Bugsnag, the cloud service that helps developers find bugs inside their software, announced a $9 million Series B today. They also released a new version of their dashboard that features a stability score than can give customers an unbiased grade of the current stability of their software.
Let’s look at the funding first. Investors included first-timer GV (formerly Google Ventures) joining existing investors Matrix Partners and Benchmark Capital. Today’s investment brings the total raised to over $17 million, according to data on Crunchbase.The company’s Series A was $7.2 million in July, 2015.
Bugsnag analyzes the code using a set of software development kits that run across the browser, desktop, mobile or backend, giving developers a complete view of how the application will behave across environments. The company focuses on the bug, rather than the number of errors. Instead of giving you a log with each of occurrence of the error, it lets you see how many times the error occurred on a given platform and what percentage of users it is affecting to prioritize which bugs to fix first.
Company CEO and co-founder James Smith says that he created the company because he was having trouble pulling the bug information out of the noise of error logs. He and his co-founders wanted to simplify the approach to understanding bugs in the software they were developing.
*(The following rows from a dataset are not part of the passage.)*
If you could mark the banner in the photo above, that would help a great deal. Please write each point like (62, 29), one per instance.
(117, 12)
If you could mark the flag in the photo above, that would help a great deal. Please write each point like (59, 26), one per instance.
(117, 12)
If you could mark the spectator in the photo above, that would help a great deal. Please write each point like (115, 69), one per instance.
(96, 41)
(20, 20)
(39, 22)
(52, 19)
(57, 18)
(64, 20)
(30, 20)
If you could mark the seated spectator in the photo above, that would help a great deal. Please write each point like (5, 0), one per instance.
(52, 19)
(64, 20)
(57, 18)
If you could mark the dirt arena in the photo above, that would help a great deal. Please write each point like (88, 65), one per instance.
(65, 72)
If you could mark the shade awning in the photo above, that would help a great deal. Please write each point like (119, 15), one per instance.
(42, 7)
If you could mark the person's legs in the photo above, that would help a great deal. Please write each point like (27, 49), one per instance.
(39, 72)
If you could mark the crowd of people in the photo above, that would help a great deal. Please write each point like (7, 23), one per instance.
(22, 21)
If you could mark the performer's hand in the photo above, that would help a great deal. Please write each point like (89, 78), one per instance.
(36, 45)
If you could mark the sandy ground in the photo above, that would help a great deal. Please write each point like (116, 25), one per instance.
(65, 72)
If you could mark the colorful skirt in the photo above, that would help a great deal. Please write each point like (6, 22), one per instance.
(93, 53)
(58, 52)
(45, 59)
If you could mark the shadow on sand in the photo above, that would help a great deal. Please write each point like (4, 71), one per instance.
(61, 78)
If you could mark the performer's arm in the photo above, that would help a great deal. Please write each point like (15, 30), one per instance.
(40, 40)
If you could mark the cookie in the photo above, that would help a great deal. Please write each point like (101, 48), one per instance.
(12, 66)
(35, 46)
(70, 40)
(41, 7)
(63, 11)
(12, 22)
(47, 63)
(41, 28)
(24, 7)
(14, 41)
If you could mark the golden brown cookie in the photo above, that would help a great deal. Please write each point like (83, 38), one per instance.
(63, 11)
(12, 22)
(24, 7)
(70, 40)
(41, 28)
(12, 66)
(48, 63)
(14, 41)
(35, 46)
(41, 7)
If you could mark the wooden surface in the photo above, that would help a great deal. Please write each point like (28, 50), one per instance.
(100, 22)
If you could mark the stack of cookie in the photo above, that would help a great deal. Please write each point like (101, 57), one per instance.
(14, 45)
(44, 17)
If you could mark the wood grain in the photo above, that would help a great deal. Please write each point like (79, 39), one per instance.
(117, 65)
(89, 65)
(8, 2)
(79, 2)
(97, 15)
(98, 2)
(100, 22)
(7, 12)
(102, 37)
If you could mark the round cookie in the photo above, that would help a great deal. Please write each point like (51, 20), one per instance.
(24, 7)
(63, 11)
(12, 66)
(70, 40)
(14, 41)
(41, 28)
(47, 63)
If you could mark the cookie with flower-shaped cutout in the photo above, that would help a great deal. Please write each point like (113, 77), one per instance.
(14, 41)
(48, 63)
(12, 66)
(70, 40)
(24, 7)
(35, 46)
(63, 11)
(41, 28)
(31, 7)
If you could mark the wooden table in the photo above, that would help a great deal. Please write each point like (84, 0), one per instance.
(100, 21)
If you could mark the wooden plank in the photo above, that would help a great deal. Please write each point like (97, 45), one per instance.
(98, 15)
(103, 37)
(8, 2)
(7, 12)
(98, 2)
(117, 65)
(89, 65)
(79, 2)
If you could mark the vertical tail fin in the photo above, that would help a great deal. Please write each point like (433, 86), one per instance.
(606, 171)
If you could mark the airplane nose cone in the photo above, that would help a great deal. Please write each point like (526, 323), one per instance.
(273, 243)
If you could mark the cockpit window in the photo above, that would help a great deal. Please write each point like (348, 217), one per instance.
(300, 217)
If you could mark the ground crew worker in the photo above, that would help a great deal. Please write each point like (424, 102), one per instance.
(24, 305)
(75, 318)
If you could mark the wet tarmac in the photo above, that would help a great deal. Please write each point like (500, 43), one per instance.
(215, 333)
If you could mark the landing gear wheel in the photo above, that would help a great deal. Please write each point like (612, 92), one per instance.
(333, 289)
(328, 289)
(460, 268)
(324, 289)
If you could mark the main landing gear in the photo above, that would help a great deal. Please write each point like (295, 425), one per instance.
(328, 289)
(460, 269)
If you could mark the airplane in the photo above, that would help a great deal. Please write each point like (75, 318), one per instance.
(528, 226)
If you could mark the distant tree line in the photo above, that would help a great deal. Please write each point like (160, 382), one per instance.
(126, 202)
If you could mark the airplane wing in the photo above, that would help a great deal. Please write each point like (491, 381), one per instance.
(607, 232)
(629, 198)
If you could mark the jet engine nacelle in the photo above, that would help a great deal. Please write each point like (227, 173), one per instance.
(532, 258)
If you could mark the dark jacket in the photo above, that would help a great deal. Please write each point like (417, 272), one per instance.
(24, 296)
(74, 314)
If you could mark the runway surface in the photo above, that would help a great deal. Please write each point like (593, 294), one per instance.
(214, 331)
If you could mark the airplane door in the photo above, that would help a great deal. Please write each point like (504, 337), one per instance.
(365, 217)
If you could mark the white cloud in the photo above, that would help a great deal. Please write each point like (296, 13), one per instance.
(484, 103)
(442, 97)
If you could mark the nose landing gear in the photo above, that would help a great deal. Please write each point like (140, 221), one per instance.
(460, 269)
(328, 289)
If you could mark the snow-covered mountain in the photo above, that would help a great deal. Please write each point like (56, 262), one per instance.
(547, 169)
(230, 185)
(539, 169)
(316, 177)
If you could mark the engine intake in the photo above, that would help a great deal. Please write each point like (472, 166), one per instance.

His company is geared toward helping developers and product teams understand just what errors they have and if the software is truly ready to release. To that end, the latest version of the software released just today (and probably tested on Bugsnag) includes what Smith calls a “Software Stability Score”. It gives you a sense of just how stable your software is. He likens it to the Nines measurement that cloud vendors use to show how often they are up. Five nines is considered the optimal performance. Each company will have its own threshold that balances stability and getting it shipped.
He believes that using this objective score — which is derived from the number of crashes, the number of sessions and what he calls some “secret sauce” — developers can better judge when software is ready to ship. Many studies have found that users are an impatient bunch and if the app is crashing, they’re bailing. That’s why it’s important to understand not just what’s causing crashes, but also the overall stability of the application over time.
The company has been doing pretty well so far. Founded in 2013, it currently has 37 employees spread between San Francisco and the UK, where the founders hail from. While they use a freemium model to attract developers to the tool, they have approximately 4500 paying customers including Shopfiy, which has over 1000 software engineers using the service, according to Smith. Other customers include Pandora, Lyft and Airbnb.
Up until now the company has relied on mostly on inbound marketing driven by the freemium product, but as they grow they want to use the new cash to begin building out a sales and marketing team to help sell the product inside larger organizations that usually require relationship-driven sales.